高信頼ソリッド・ステート・ストレージシステムに関する研究 by 田中丸 周平 & Tanakamaru Shuhei
論 文 の 内 容 の 要 旨 
 
 
 
論文題目    Design of Highly Reliable Solid-State Storage System 
(高信頼ソリッド・ステート・ストレージシステムに関する研究) 
 
           氏  名    田中丸 周平 
 
 
 
 
 
 
 
 
 
 
Solid-state storage is escalating demands due to the expanding industry and applications from 
SD cards to data centers. Solid-state storage is mainly composed of NAND flash memories, 
which are the most cost effective non-volatile memory devices. This is because the memory cell 
transistor achieves the smallest size and multi-level cell technology is realized. To further 
reduce the chip cost of the NAND flash memory, scaling of the memory cell is continuously 
promoted. However, the reliability of the NAND flash memory is degrading due to the scaling. 
The memory cells are getting close, and thus the interference between the memory cells by such 
as cell-to-cell coupling is becoming strong. Moreover, the number of electrons stored in the 
floating gate is smaller in the scaled NAND flash memory. Therefore, the reliability of the 
NAND flash memory should be improved.  
On the other hand, storage-class memories (SCMs) are attracting attention because SCMs 
show higher performance than NAND flash memory with non-volatility. Thus, the storage 
performance can be improved by combining low-cost NAND flash memories and high-speed 
SCMs. Phase-change random access memory (PRAM), magnetic RAM (MRAM), and resistive 
RAM (ReRAM) are considered as SCMs. Similar to the NAND flash memory, the reliability of 
these SCMs also degrades during write/erase cycle. Thus, the reliability of the SCMs should 
also be improved.  
This paper discusses the design of highly reliable solid-state storage starting from the 
problems of the reliability degradation of NAND flash memory, co-optimization of NAND flash 
memory and SCM, and reliability of SCM. As for the solutions, chip-level and system-level 
reliability enhancement techniques are proposed for NAND flash memories, chip-level 
techniques are proposed for ReRAMs (SCMs), and the system performance is evaluated. 

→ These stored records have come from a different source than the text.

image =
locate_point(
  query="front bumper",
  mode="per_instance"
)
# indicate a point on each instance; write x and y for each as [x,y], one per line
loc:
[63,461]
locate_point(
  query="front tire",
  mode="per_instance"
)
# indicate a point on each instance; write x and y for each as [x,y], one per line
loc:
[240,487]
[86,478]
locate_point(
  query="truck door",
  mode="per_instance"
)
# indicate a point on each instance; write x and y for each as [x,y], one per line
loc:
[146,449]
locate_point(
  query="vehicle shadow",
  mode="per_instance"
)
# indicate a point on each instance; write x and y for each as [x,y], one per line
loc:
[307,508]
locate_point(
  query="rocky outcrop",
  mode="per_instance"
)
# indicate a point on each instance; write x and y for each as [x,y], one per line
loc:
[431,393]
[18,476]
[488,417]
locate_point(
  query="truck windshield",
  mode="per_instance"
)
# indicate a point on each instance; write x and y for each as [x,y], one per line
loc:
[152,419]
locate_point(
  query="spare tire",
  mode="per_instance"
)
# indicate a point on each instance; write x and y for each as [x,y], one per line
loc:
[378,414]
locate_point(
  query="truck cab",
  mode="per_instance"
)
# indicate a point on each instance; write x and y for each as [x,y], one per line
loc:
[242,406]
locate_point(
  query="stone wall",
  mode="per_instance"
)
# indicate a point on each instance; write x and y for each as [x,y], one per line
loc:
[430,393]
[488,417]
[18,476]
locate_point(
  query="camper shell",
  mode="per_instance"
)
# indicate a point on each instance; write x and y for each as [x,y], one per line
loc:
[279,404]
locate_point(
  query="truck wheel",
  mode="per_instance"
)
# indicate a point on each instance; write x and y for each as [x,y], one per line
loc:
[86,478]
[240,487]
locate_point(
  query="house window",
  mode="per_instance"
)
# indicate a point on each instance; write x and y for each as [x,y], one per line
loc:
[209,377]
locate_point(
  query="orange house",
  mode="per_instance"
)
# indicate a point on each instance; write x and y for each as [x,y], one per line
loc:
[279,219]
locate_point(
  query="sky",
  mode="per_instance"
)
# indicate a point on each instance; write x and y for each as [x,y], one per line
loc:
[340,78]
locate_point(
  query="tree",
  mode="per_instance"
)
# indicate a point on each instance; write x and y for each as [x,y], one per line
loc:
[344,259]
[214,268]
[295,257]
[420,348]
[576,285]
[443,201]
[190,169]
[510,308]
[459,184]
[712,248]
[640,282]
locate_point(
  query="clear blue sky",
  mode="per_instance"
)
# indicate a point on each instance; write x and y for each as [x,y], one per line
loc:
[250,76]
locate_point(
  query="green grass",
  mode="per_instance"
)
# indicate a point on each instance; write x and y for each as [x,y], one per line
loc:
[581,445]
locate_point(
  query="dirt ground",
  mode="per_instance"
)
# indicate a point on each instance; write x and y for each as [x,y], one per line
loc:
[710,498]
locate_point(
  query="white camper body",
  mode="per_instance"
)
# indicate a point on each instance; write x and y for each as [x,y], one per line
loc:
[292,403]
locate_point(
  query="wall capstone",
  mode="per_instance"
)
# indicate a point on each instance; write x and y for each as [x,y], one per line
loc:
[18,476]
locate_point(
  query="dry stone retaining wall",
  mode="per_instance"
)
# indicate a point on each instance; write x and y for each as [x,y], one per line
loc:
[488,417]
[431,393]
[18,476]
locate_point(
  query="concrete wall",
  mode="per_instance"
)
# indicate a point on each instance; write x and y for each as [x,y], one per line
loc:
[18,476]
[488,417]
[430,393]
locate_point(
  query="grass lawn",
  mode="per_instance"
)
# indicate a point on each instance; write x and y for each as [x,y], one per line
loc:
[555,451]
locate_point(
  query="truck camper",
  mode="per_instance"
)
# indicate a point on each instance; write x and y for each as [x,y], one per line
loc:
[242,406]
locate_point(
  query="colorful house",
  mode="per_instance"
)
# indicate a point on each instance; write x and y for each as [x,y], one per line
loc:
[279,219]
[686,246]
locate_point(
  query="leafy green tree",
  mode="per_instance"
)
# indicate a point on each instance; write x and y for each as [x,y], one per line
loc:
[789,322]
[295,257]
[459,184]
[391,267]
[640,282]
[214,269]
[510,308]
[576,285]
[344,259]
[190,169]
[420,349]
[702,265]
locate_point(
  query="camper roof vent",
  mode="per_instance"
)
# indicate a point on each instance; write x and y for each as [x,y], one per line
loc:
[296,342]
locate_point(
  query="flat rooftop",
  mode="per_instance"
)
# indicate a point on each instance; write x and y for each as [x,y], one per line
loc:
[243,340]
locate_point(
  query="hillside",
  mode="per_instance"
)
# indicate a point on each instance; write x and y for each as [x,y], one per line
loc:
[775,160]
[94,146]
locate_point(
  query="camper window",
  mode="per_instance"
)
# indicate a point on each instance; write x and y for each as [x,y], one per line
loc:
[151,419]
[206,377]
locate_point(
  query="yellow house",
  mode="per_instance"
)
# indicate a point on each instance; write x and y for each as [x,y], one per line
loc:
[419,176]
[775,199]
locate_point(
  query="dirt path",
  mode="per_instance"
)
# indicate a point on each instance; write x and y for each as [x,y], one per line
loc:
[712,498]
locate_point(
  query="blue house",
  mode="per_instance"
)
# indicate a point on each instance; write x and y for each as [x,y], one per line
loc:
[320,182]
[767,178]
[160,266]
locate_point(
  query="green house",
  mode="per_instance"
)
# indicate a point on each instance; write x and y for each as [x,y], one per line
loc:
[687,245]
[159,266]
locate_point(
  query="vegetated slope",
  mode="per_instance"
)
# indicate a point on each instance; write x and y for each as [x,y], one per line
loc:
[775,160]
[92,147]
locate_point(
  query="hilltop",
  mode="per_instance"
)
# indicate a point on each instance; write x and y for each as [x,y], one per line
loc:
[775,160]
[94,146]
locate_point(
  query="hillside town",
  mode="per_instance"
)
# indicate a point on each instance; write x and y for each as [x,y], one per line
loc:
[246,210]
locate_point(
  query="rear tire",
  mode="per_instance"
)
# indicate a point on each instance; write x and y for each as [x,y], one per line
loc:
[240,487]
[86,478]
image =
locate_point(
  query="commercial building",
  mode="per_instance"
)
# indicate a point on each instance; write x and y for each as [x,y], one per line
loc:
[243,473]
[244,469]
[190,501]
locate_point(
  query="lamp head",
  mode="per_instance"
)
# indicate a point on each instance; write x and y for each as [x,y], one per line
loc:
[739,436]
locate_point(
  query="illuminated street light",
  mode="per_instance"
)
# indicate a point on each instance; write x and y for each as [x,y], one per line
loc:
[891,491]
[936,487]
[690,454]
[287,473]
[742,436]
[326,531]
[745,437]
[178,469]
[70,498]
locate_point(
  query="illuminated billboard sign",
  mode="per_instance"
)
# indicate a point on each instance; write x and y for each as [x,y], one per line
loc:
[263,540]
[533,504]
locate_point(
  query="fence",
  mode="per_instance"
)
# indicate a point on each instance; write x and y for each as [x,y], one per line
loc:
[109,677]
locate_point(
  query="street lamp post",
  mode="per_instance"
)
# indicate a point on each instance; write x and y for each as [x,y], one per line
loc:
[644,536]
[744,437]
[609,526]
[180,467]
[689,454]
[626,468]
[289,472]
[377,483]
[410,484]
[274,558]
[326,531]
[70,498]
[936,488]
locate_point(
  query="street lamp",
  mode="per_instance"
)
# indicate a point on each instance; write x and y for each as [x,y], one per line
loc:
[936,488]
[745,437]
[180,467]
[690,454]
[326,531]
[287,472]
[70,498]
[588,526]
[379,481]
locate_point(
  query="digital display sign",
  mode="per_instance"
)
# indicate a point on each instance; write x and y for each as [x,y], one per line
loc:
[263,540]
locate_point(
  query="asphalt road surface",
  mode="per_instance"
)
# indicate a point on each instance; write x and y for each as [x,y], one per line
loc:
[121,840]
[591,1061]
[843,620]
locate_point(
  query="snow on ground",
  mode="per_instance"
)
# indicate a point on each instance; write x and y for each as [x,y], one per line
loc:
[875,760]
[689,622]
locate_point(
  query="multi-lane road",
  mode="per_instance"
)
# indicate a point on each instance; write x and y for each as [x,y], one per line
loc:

Error-prediction low-density parity-check (EP-LDPC) scheme, page-RAID, error-masking 
(EM), and bits/cell optimization (BCO) are proposed as chip-level reliability enhancement 
techniques. Bose-Chaudhuri-Hocquenghem (BCH) error-correcting codes (ECCs) are widely 
used to correct bit-errors of the NAND flash memories. However, due to the degrading 
reliability of the NAND flash memory along with the scaling, LDPC codes are considered as the 
promising candidate for the next generation ECC due to their extremely high error-correction 
capability. However, the use of the LDPC codes has a fatal problem that LDPC codes require 
multiple read from the NAND flash memory to get precise VTH information, resulting in long 
read latency. Proposed EP-LDPC can achieve higher error-correction efficiency than BCH code 
while eliminating multiple reads. 
Page-RAID creates a vertical parity in addition to the horizontal parity (ECC). As a result, 
even if there is an ECC failure, the page can be corrected by the vertical parity with page-RAID. 
EM corrects the errors which occurred in the previous read. The error location is stored in an 
error-location table in every read. The errors are corrected by bit-flipping the data stored in the 
error-location table. Both page-RAID and EM can effectively use ReRAM as a parity buffer to 
improve the reliability with no performance degradation. In BCO, triple-level cell (TLC) 
NAND flash memory is changed to multi-level cell (MLC) and single-level cell (SLC) 
according to the write/erase cycles. 
Reverse-mirroring (RM), shift-mirroring (SM), error-reduction synthesis (ERS), and balanced 
RAID-5/6 are proposed as system-level techniques for NAND flash memories. RM, SM, and 
ERS improve the system-level reliability of the mirrored system (RAID-1). RM and SM 
intelligently allocate the data to improve reliability based on the error characteristics of the 
NAND flash memory. RM also uses ReRAM as a non-volatile buffer. ERS reduces bit-errors 
considering the error characteristics. Balanced RAID-5/6 improves the reliability of the 
RAID-5/6 system. RAID-5/6 is more cost effective method than mirroring (RAID-1) to improve 
the system-level reliability due to the significantly small storage overhead.  
The chip-level reliability enhancement techniques for ReRAM are proposed such as flexible 
RRef (FR), adaptive asymmetric coding (AAC), and verify trials reduction (VTR). FR tracks the 
changing resistance of the ReRAM to reduce the BER during set/reset cycling. It is found that 
the dominant error direction (1→0 or 0→1 error) changes from 0→1 to 1→0 error during 
set/reset cycle. AAC reduces BER based on the dominant error direction. VTR reduces the 
verify trials and improves the set/reset latency by correcting the remaining errors by ECC.